Apart from the PLI scheme for domestic content manufacturing, what other steps can be taken by the government to promote local industries in the sector?
The government’s objective is to develop an end-to-end domestic manufacturing ecosystem in the country. Thus, a comprehensive approach is required to ensure competitiveness of the domestic market on a sustainable basis. While the PLI scheme and mandatory Approved List of Models and Manufacturers (ALMM) certification for modules is a significant step in this direction, more interventions are required to make Indian modules the first preference for developers in India and globally. Measures such as ensuring bankability of modules, development of manufacturing ecosystem, optimisation of domestic taxes and alignment of import duties with incentives are necessary.
Are there any issues regarding taxation on renewable energy equipment? Has the industry sought the government’s intervention in this regard?
GST on solar modules and wind equipment has recently been increased to 12%, from the earlier level of 5%. Components of remaining equipment and civil costs are anyway taxed at higher level. Given that there is no GST on power output, all these input taxes are a cost to the developer and impact the viability of the development.
Further, given the market expectations, it is difficult to pass on this cost to the buyers as discoms are reluctant to buy RE even at current prices. The industry has sought measures including reduction of GST to the earlier level of 5% and in parallel to bring power sales also in the ambit of GST.
Similarly, import duties on battery storage systems are close to 22%, which should be brought down to a level of 5% for next three years. This would help bring down the cost of batteries, incident tariff/cost for procurers of power and hence create demand for batteries. In turn, this would help in the establishment of domestic manufacturing ecosystem. Once domestic ecosystem is developing over next three to five years, higher rates of import duties may be reintroduced.
To attain the 500-GW non-fossil fuel based power generation capacity by 2030, annual renewable energy capacity additions need to be at unprecedented levels in the upcoming years. What measures can be taken in the upcoming Budget to enable that?

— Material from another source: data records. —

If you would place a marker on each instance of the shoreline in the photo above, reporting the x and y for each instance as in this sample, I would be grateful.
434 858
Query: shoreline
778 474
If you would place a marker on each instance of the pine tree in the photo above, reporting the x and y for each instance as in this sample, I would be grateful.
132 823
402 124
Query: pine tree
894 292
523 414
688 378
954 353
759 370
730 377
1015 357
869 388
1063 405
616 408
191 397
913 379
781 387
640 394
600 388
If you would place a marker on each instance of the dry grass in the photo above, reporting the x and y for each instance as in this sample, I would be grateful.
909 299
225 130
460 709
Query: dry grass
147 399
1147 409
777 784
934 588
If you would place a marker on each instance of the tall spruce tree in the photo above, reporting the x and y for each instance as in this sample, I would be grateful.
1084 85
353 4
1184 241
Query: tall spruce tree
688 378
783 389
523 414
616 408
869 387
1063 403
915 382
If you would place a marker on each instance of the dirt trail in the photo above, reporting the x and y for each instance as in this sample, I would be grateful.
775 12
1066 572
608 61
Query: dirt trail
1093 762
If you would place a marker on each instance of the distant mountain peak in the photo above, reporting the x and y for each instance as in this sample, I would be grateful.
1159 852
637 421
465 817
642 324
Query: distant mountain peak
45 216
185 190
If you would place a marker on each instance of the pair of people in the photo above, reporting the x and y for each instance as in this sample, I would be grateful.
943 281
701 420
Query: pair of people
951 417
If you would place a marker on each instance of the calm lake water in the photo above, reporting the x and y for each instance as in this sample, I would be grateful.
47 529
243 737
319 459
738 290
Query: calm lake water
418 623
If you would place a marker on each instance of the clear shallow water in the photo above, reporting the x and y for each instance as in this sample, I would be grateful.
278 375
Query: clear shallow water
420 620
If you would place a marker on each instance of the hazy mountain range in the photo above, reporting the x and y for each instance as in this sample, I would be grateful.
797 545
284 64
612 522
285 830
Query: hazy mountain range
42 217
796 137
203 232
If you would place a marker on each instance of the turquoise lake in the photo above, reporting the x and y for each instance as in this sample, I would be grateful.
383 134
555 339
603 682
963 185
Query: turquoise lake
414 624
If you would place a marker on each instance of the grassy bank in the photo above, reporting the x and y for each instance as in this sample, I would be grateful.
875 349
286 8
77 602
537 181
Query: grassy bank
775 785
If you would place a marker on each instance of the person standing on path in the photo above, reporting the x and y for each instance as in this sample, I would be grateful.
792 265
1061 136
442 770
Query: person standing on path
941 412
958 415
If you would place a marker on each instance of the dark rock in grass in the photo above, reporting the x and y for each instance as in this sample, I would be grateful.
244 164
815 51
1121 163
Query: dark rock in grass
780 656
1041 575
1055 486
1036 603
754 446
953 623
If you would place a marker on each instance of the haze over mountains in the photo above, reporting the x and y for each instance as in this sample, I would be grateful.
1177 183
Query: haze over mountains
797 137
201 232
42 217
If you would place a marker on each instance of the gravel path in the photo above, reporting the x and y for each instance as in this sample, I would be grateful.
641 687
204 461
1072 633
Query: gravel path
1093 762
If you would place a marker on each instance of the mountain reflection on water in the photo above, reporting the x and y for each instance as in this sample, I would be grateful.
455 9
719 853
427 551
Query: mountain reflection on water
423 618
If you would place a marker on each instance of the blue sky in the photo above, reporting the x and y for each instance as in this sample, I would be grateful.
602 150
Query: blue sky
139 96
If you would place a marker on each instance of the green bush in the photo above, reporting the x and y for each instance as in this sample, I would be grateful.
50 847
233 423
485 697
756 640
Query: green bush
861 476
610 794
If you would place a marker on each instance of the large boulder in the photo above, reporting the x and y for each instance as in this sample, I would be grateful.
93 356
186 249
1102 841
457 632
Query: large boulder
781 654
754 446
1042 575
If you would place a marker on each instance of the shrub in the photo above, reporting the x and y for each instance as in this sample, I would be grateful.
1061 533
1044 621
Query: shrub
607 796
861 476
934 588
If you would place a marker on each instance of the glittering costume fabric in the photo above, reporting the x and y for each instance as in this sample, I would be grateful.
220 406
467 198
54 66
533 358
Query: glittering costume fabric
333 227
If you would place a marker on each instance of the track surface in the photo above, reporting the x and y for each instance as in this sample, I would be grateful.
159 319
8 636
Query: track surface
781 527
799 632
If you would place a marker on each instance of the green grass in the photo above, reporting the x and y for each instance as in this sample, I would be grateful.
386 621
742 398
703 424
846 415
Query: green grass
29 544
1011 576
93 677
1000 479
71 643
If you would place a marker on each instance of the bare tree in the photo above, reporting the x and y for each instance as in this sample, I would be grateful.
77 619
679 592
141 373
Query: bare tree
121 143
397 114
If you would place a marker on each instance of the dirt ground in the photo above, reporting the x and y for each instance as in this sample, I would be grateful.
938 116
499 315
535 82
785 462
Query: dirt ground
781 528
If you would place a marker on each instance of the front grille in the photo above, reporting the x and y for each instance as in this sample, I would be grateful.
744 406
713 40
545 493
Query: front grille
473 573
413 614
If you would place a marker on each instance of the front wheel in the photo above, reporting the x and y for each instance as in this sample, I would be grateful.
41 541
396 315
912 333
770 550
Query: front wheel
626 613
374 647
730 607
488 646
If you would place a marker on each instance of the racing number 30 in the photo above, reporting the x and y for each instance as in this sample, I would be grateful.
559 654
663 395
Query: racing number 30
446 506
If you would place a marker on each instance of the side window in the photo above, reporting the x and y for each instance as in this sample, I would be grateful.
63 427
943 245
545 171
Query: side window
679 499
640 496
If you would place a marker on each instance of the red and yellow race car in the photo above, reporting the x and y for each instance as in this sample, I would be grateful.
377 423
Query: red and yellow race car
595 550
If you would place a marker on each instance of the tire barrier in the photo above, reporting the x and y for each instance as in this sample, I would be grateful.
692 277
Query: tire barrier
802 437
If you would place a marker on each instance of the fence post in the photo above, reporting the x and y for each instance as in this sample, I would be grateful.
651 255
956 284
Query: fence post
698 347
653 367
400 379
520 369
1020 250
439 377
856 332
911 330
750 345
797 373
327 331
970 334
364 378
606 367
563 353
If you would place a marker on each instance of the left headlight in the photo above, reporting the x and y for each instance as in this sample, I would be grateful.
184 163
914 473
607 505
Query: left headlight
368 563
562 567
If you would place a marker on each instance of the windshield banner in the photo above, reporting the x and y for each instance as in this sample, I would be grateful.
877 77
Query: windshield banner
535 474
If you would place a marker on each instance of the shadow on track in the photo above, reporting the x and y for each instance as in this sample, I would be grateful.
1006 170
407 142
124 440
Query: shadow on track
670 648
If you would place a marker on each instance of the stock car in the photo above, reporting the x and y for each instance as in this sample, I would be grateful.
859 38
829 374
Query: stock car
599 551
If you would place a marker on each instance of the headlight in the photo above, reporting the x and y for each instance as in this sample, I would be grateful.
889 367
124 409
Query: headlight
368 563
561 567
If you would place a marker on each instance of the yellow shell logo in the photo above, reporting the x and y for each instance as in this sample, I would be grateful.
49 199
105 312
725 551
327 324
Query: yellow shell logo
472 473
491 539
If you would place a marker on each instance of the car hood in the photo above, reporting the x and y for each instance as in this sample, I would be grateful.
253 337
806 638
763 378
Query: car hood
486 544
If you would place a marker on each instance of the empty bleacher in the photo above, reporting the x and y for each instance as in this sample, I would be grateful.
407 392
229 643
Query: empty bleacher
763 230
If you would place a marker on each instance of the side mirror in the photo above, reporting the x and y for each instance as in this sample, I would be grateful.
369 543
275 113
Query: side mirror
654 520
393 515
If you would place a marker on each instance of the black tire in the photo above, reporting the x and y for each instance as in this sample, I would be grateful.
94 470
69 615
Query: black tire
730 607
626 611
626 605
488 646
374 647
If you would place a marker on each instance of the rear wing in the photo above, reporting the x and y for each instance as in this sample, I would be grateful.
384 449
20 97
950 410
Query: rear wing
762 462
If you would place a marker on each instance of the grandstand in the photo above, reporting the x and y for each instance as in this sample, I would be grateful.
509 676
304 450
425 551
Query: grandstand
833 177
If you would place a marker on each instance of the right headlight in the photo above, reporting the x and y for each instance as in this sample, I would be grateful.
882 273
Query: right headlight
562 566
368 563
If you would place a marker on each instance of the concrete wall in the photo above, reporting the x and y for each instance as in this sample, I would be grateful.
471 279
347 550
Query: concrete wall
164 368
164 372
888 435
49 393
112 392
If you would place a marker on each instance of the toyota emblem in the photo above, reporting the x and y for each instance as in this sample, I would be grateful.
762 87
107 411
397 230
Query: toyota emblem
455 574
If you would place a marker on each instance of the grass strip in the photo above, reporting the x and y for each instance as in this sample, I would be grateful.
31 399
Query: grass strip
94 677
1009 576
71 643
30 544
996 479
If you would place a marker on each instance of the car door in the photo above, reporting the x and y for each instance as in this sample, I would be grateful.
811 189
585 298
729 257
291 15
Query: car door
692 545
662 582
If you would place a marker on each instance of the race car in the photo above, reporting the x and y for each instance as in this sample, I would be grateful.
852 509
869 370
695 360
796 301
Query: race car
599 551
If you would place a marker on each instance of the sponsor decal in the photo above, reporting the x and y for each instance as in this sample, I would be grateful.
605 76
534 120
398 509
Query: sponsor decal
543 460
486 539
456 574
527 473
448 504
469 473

Annual capacity addition of 40-50 GW would be required to meet the 500 GW target by 2030, which is currently at around 10 GW. While the supply side can be ramped up in a short time, challenges with absorption of renewables is limiting the capacity growth. Although a detailed analysis and roadmap for achieving 500 GW target is required, some of the challenges are financial condition of discoms, and technical challenges in absorbing infirm renewable power. Discom reforms are a long-drawn exercise, but quick implementation of the draft Electricity Amendment Bill 2021 would be one step in that direction. Several provisions in the Bill, including delicensing of distribution, can galvanise distribution.
Dedicated corridors to evacuate RE power is another critical requirement. The government has recently announced Phase-2 of the Green Energy Corridor. However, absorption of RE is also impacted due to infirm nature and misalignment with demand. Mechanisms need to be devised for enhancing saleability of RE and may require bundling of different sources including storage solutions for balancing.
Technology and digitalisation would be a key driver to make this possible. As part of Budget and even beyond, rationalisation of taxes and duties for clean energy technologies and its enablers such as batteries and electrolysers is critical.
The Budget should include specific incentives for technologies such as battery and hydrogen, just as there has been recent focus on development of hydro and pumped storage projects.